回想:手作り弁当あーん

文字数 1,178文字

というわけで、そんな薫子とのやり取りを交わした翌日。


俺が先に来ていると彼女は屋上にやって来た。


もちろん、鍵は開けておいて。

来たわよ
よお。本当に来たんだな……昨日のあれは夢じゃなかった。
信じていなかったの?

昨日のやり取りは紛れもない事実……あなたはここで私を好きにしていいのよ

好きに……って押し倒してキスとかしていいのかよ?
………………



ダメよ!ダメダメ!!!!!そんなの、ダメに決まっているじゃない!!そういうのは順序が必要なの!まだキ、キス……とかできないわ

今一瞬考えたよな?脈ありか?!あとネタが古いっ!
そ、そんなことないっ!そんなビッチじゃないわよ!わたし!
どーだか……。好きにしていいって自分で言い出したくせに。

じゃあ何ならしていいんだよ?

私を褒めたたえたり、私が寝る為の膝枕を用意するとか、そのお弁当をあーんで食べさせてくれるとかなら全然ありね!
おお。じゃあ……はい
? なによ
あーん、だよ。自分で言い出したんだろ。

卵焼きでいいよな?ほら、口開けろ。

う……あーーーん


もぐもぐもぐ

どうだ?
お、美味しいわ!!!

ふわふわで、甘くて、すっと口の中で溶けるわ!この卵焼き!!!

そりゃよかった!卵焼きだけは自信作なんだよなー。

俺友達いないから食べてくれる奴いなくて。
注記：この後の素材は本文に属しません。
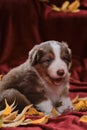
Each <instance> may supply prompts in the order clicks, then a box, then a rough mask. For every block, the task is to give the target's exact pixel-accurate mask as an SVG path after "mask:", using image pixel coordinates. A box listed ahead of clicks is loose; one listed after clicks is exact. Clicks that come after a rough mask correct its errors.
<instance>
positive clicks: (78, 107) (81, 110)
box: [74, 101, 87, 111]
mask: <svg viewBox="0 0 87 130" xmlns="http://www.w3.org/2000/svg"><path fill="white" fill-rule="evenodd" d="M74 109H75V110H76V111H84V110H86V109H87V108H86V106H85V102H84V101H79V102H78V103H76V104H74Z"/></svg>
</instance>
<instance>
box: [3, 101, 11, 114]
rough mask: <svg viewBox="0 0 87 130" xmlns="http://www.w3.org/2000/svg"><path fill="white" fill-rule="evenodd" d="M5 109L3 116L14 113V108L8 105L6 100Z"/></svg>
mask: <svg viewBox="0 0 87 130" xmlns="http://www.w3.org/2000/svg"><path fill="white" fill-rule="evenodd" d="M5 105H6V107H5V109H4V111H3V113H2V114H3V115H9V114H10V113H11V112H12V108H11V107H10V106H9V105H8V103H7V100H6V99H5Z"/></svg>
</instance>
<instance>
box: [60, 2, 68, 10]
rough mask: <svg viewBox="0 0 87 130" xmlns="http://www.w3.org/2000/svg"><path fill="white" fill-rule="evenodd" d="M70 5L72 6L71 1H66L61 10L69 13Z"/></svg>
mask: <svg viewBox="0 0 87 130" xmlns="http://www.w3.org/2000/svg"><path fill="white" fill-rule="evenodd" d="M69 4H70V2H69V1H65V2H64V3H63V4H62V7H61V10H62V11H67V10H68V6H69Z"/></svg>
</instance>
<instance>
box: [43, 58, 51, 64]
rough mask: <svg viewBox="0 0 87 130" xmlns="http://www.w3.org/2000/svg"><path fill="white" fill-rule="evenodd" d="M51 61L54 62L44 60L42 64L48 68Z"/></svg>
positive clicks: (43, 60) (45, 59)
mask: <svg viewBox="0 0 87 130" xmlns="http://www.w3.org/2000/svg"><path fill="white" fill-rule="evenodd" d="M51 61H52V59H51V58H47V59H43V60H42V64H43V65H46V66H48V65H49V64H50V63H51Z"/></svg>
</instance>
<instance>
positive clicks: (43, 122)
mask: <svg viewBox="0 0 87 130" xmlns="http://www.w3.org/2000/svg"><path fill="white" fill-rule="evenodd" d="M48 119H49V116H48V115H45V116H44V117H42V118H40V119H37V120H33V121H30V122H29V124H40V123H42V124H46V123H47V122H48Z"/></svg>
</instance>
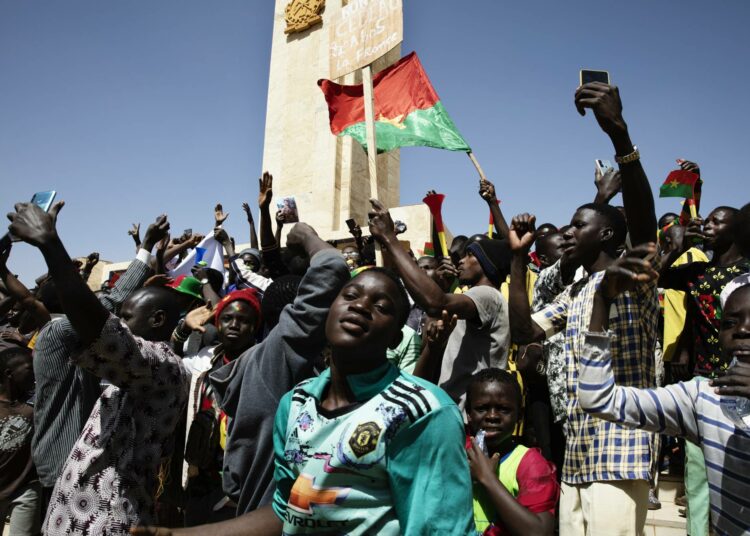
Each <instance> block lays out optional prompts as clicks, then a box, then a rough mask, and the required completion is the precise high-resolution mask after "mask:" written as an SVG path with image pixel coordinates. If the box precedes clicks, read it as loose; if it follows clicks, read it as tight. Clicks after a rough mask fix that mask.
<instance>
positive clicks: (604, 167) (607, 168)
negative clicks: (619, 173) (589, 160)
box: [594, 159, 612, 176]
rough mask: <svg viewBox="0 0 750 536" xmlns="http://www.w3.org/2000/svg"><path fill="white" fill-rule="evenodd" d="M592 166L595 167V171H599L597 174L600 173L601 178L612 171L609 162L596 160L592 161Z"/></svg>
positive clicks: (608, 161) (611, 164)
mask: <svg viewBox="0 0 750 536" xmlns="http://www.w3.org/2000/svg"><path fill="white" fill-rule="evenodd" d="M594 164H595V165H596V169H598V170H599V173H601V174H602V176H604V174H605V173H607V171H609V170H610V169H612V162H610V161H609V160H599V159H596V160H594Z"/></svg>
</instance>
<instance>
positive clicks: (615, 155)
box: [615, 145, 641, 164]
mask: <svg viewBox="0 0 750 536" xmlns="http://www.w3.org/2000/svg"><path fill="white" fill-rule="evenodd" d="M640 159H641V153H640V151H638V147H636V146H635V145H633V152H632V153H630V154H626V155H625V156H617V155H615V162H617V163H618V164H630V163H631V162H635V161H636V160H640Z"/></svg>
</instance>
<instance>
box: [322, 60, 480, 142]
mask: <svg viewBox="0 0 750 536" xmlns="http://www.w3.org/2000/svg"><path fill="white" fill-rule="evenodd" d="M318 85H319V86H320V88H321V89H322V90H323V95H325V99H326V102H327V103H328V114H329V117H330V121H331V132H333V133H334V134H335V135H337V136H351V137H353V138H354V139H355V140H357V141H358V142H359V143H360V145H362V147H364V148H365V150H367V133H366V130H365V105H364V89H363V86H362V84H358V85H355V86H344V85H341V84H337V83H335V82H332V81H330V80H319V81H318ZM372 85H373V95H374V101H375V136H376V140H377V144H378V152H383V151H390V150H392V149H397V148H398V147H407V146H426V147H435V148H438V149H448V150H449V151H470V150H471V148H470V147H469V145H468V144H467V143H466V141H465V140H464V139H463V137H462V136H461V134H459V132H458V129H457V128H456V125H455V124H454V123H453V121H452V120H451V118H450V117H449V116H448V113H447V112H446V111H445V108H444V107H443V103H441V102H440V99H439V98H438V95H437V93H436V92H435V89H434V88H433V87H432V84H431V83H430V79H429V78H427V73H425V72H424V69H423V68H422V64H421V63H420V61H419V58H418V57H417V54H416V52H412V53H411V54H409V55H408V56H404V57H403V58H401V59H400V60H399V61H397V62H396V63H394V64H393V65H391V66H390V67H388V68H387V69H384V70H382V71H380V72H379V73H377V74H376V75H375V76H373V79H372Z"/></svg>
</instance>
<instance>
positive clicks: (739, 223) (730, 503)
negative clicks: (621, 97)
mask: <svg viewBox="0 0 750 536" xmlns="http://www.w3.org/2000/svg"><path fill="white" fill-rule="evenodd" d="M575 105H576V107H577V109H578V111H579V113H581V115H585V113H586V112H587V111H589V112H592V113H593V115H594V117H595V118H596V121H597V123H598V125H599V127H600V128H601V130H602V131H603V133H604V134H606V135H607V136H608V137H609V138H610V140H611V142H612V145H613V148H614V152H615V155H616V156H615V160H616V161H617V163H618V168H619V169H618V170H614V169H610V170H608V171H606V172H605V173H601V172H597V174H596V177H595V185H596V191H595V192H592V193H593V194H594V196H593V197H594V200H593V201H592V202H591V203H587V204H584V205H582V206H580V207H578V208H575V210H573V208H574V207H571V212H572V218H571V220H570V222H569V223H566V224H564V225H560V226H558V225H553V224H551V223H545V224H543V225H536V217H535V216H534V215H532V214H528V213H524V214H519V215H516V216H515V217H513V218H512V219H510V221H507V220H506V218H505V215H504V214H503V213H502V210H501V208H500V205H499V203H498V202H497V198H496V193H495V187H494V185H493V184H492V183H490V182H489V181H486V180H482V181H480V188H479V196H480V197H481V199H482V200H483V202H484V203H486V204H487V205H488V207H489V209H490V211H491V212H492V214H493V219H494V227H495V228H494V230H493V232H491V233H487V234H476V235H473V236H470V237H467V236H457V237H455V238H454V239H453V241H452V243H451V244H450V247H449V251H448V254H447V255H441V251H440V248H438V247H435V254H434V255H425V256H421V257H419V258H417V257H416V256H415V254H414V252H413V251H412V250H411V249H409V248H406V247H404V244H403V242H401V241H400V240H399V238H398V234H399V231H400V229H399V227H400V226H399V225H396V224H394V222H393V221H392V219H391V216H390V214H389V212H388V208H387V207H385V206H383V204H381V203H380V202H379V201H378V200H376V199H373V200H371V205H372V208H371V211H370V213H369V221H368V227H369V234H367V235H366V234H364V233H363V232H362V229H361V228H360V227H359V226H358V225H356V223H354V224H353V225H351V226H350V230H351V233H352V239H351V240H349V241H346V242H345V243H342V242H336V241H328V242H327V241H326V240H324V238H321V237H320V236H318V234H317V233H316V231H315V229H313V228H311V227H310V226H309V225H307V224H305V223H296V224H294V225H293V226H292V227H291V230H289V232H288V233H287V236H286V243H285V245H284V246H283V247H282V244H281V237H282V233H281V229H282V227H283V225H284V224H285V221H284V218H285V216H284V214H282V213H278V214H277V215H276V218H275V220H276V225H275V229H274V217H273V216H272V214H271V208H270V207H271V200H272V196H273V179H272V177H271V175H270V174H268V173H265V174H264V175H263V177H262V178H261V180H260V185H259V188H260V194H259V203H258V204H259V214H260V217H259V230H258V233H257V235H256V231H255V222H254V219H253V211H252V210H251V207H250V206H249V205H248V204H244V205H243V208H244V211H245V213H246V215H247V219H248V224H249V228H250V233H249V237H250V246H251V247H249V248H247V249H244V250H241V251H239V252H237V251H235V241H234V239H233V238H231V237H230V236H229V235H228V233H227V232H226V230H225V229H224V227H223V224H224V221H225V220H226V217H227V215H226V214H225V213H224V211H223V209H222V207H221V205H217V207H216V208H215V212H214V231H213V236H212V237H209V239H211V240H213V241H215V243H216V244H218V248H219V251H220V252H221V256H222V258H221V262H220V266H219V267H218V268H217V267H216V266H215V265H213V264H210V263H208V262H206V261H205V260H201V258H200V257H196V256H194V255H193V256H191V255H192V254H193V253H194V252H195V251H196V249H200V248H198V246H199V244H204V243H205V242H204V241H205V240H206V238H205V237H202V236H198V235H195V234H192V233H189V232H186V233H183V234H182V236H180V237H179V238H176V239H170V235H169V222H168V220H167V217H166V216H164V215H162V216H159V217H158V218H156V220H155V221H154V223H152V224H151V225H149V226H148V228H147V229H146V231H145V233H144V236H143V240H141V238H140V225H134V227H133V229H132V230H131V231H130V233H129V234H130V235H131V236H132V237H133V239H134V241H135V244H136V255H135V258H134V259H133V260H132V262H131V263H130V265H129V267H128V268H127V270H126V271H125V272H124V273H123V274H122V275H121V276H120V277H119V278H118V279H117V280H116V281H115V280H114V278H113V279H110V280H109V282H107V283H105V284H104V285H102V287H101V288H100V289H99V290H97V291H92V290H91V289H90V286H89V284H88V279H89V277H90V274H91V272H92V269H93V268H94V266H95V265H96V264H97V261H98V255H97V254H95V253H94V254H91V255H89V256H88V257H86V258H83V259H78V260H73V259H71V257H70V256H69V254H68V250H67V248H66V246H65V245H64V244H63V242H62V240H61V237H60V236H59V235H58V233H57V229H56V222H57V219H58V218H64V217H65V212H64V211H62V212H61V209H62V207H63V203H62V202H58V203H56V204H55V205H53V206H52V207H51V208H50V210H49V211H48V212H45V211H44V210H43V209H42V208H40V207H38V206H37V205H35V204H27V203H19V204H17V205H15V210H14V211H13V212H11V213H10V214H9V219H10V221H11V223H10V226H9V231H10V232H11V233H12V235H13V236H14V237H15V238H16V239H18V240H21V241H24V242H26V243H28V244H30V245H32V246H34V247H36V248H37V249H39V251H40V252H41V254H42V255H43V257H44V260H45V262H46V265H47V273H46V274H44V275H43V276H41V277H39V278H38V279H37V280H36V282H35V283H36V286H35V287H34V288H33V289H31V290H29V289H28V288H26V287H25V286H24V285H23V284H22V283H21V282H20V281H19V280H18V279H17V278H16V277H15V276H14V275H13V274H12V273H11V272H10V270H9V268H8V266H7V263H8V261H9V260H12V258H13V255H12V250H11V249H10V248H9V249H7V250H6V251H3V252H2V257H1V258H0V279H1V280H2V286H1V287H0V291H2V295H1V299H2V301H0V319H1V320H0V321H1V322H2V325H1V326H0V329H1V330H2V332H1V333H2V337H1V339H2V340H0V373H2V382H1V383H0V527H2V525H3V523H5V522H9V523H10V533H11V534H12V535H13V536H16V535H19V536H20V535H26V534H29V535H33V534H38V533H39V532H40V531H41V532H42V533H44V534H49V535H58V534H60V535H61V534H80V535H99V534H114V535H116V534H140V535H171V534H174V535H182V534H186V535H187V534H214V535H216V536H220V535H240V534H242V535H244V534H252V535H260V534H285V535H291V534H457V535H458V534H461V535H467V534H468V535H474V534H483V535H487V536H497V535H532V534H533V535H552V534H556V533H559V534H560V535H563V536H574V535H575V536H577V535H580V536H599V535H607V536H610V535H640V534H642V533H643V531H644V526H645V522H646V515H647V511H648V509H649V507H651V508H654V507H658V497H657V496H656V494H655V490H656V489H657V485H656V481H657V479H658V476H659V473H660V471H661V470H662V469H664V468H665V467H667V466H668V467H669V469H670V470H672V471H674V470H675V468H679V471H682V470H683V466H684V472H685V488H686V489H685V499H684V502H685V504H686V510H687V512H686V513H687V516H688V521H687V524H688V533H689V534H690V535H691V536H701V535H708V534H709V531H713V534H716V535H724V534H730V535H739V534H750V498H748V496H750V493H748V492H749V491H750V476H748V475H750V417H749V416H748V413H750V408H746V407H745V403H746V402H747V398H748V397H750V260H748V259H749V258H750V205H745V206H744V207H742V208H734V207H730V206H721V207H717V208H714V209H713V210H711V211H710V212H709V213H708V216H707V217H706V218H705V219H701V218H699V217H697V218H696V217H693V218H691V219H689V221H687V222H686V221H684V220H683V219H680V218H679V216H678V215H677V214H671V213H670V214H665V215H663V216H662V217H661V218H659V219H658V220H657V216H656V214H655V208H654V198H653V193H652V191H653V187H652V184H650V183H649V180H648V178H647V176H646V173H645V171H644V169H643V167H642V165H641V162H640V153H639V151H638V149H637V148H636V147H635V145H634V144H633V142H632V140H631V138H630V134H629V129H628V126H627V124H626V122H625V120H624V119H623V116H622V103H621V100H620V96H619V91H618V89H617V88H615V87H613V86H609V85H606V84H602V83H599V82H593V83H589V84H585V85H583V86H581V87H579V88H578V89H577V91H576V94H575ZM679 162H680V167H681V168H682V169H684V170H688V171H691V172H693V173H695V174H698V175H700V168H699V167H698V165H697V164H696V163H694V162H690V161H684V160H680V161H679ZM619 192H621V193H622V200H623V206H622V207H617V206H612V205H610V204H609V203H610V201H611V200H612V199H613V198H614V197H615V195H616V194H617V193H619ZM681 222H682V223H681ZM407 223H408V222H407ZM560 223H562V222H560ZM433 243H434V244H435V246H437V245H438V243H439V241H438V240H437V238H436V239H434V240H433ZM376 248H379V250H380V251H381V254H380V255H375V250H376ZM204 249H205V248H204ZM376 257H377V258H379V259H382V260H381V261H380V262H379V263H376V261H375V259H376ZM185 263H188V264H189V266H188V274H189V275H188V274H186V273H182V274H179V275H177V274H176V267H177V266H183V265H184V264H185ZM377 264H380V266H378V265H377ZM683 458H684V460H683Z"/></svg>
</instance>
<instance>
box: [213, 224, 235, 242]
mask: <svg viewBox="0 0 750 536" xmlns="http://www.w3.org/2000/svg"><path fill="white" fill-rule="evenodd" d="M214 240H216V241H217V242H218V243H219V244H221V245H222V246H226V245H227V244H231V243H232V242H231V240H229V235H228V234H227V232H226V231H225V230H224V229H222V228H221V227H217V228H216V229H214Z"/></svg>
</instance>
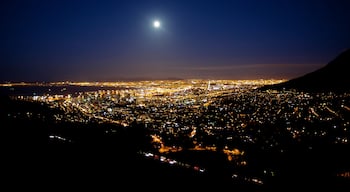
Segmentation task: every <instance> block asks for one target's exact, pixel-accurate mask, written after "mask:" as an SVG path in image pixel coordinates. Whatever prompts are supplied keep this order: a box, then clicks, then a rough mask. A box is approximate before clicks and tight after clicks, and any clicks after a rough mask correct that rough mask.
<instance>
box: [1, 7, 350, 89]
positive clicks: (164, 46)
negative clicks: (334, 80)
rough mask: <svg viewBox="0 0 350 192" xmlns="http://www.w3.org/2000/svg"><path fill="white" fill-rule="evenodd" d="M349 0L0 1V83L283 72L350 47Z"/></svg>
mask: <svg viewBox="0 0 350 192" xmlns="http://www.w3.org/2000/svg"><path fill="white" fill-rule="evenodd" d="M348 10H350V2H349V1H341V0H339V1H332V0H329V1H326V0H321V1H313V0H310V1H259V0H248V1H243V0H242V1H228V0H227V1H226V0H223V1H215V0H203V1H197V0H176V1H171V0H168V1H167V0H166V1H149V0H140V1H137V0H125V1H123V0H120V1H119V0H118V1H105V0H102V1H101V0H99V1H97V0H96V1H94V0H84V1H82V0H76V1H68V0H61V1H58V0H57V1H56V0H53V1H44V0H34V1H17V0H5V1H2V2H1V3H0V11H1V16H0V17H1V19H0V23H1V27H0V38H1V43H0V50H1V53H0V54H1V55H0V63H1V64H0V81H1V82H4V81H14V82H15V81H117V80H135V79H173V78H175V79H178V78H180V79H189V78H193V79H259V78H264V79H273V78H274V79H289V78H293V77H297V76H300V75H303V74H305V73H308V72H311V71H313V70H315V69H318V68H320V67H322V66H324V65H326V64H327V63H328V62H329V61H330V60H331V59H333V58H334V56H336V55H338V54H339V53H340V52H341V51H343V50H345V49H347V48H349V44H350V36H349V34H350V25H349V23H350V12H349V11H348Z"/></svg>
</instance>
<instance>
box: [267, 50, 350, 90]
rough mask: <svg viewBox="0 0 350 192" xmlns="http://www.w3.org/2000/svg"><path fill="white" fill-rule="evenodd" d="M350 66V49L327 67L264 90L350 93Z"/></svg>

褒めてくれるの初めてだ。

えっ、これあなたが作ったんだ……というか全部手作り?

ちょっと他のも食べさせなさい!

って、わ……っ!!
俺が食べている弁当をひったくってすごい勢いで食べる薫子。

俺さっき食べ始めたばかりだから全然食べてないんだけど。

まあ、嬉しそうだからいっか。

それに、こうやって美味しそうに食べてもらえることがうれしい。

お、おいしかったわ……!!
完食どうも。美味しそうに食べてもらえて感想貰えてうれしいよ。
私も初めて人が作ったものを食べた。

あなたの味、とっても好みだわ!

あなたの味……なんかエロイな……
ん?

お前いつも昼はどうしてるんだ?

購買のパンだけど
えっと、じゃあさ、明日から俺が作ってこようか?お前の分の弁当
えっ、いいの!?毎日食べられるなんて……っ!それに、食費が浮くわ!!
食費の件は胸に秘めててくれ……
ふふふっ……あっ、さっきは夢中で食べちゃってごめんなさい。

代わりと言ってはなんだけど、このメロンパン食べて。

パンなんて久々に食うわ……ありがとな
久々に食べるメロンパンは美味かった。

ほんとは、彼女に手作り弁当をあーんしてもらうのが夢だったんだけど……美味しそうに食べてくれるこいつを見たらどうでもよくなった。

料理できなさそうだしな。


この日から、毎日薫子に弁当作ってやっている。

ついでに1つ多く作るだけだし、あまり手間は増えない。どうせいつも余ってるしな。

美味しいと言って食べてくれたあの表情が忘れられなくて、脳裏から離れない。

また見てみたい。そう思わせる表情だった。美少女の笑顔、最高。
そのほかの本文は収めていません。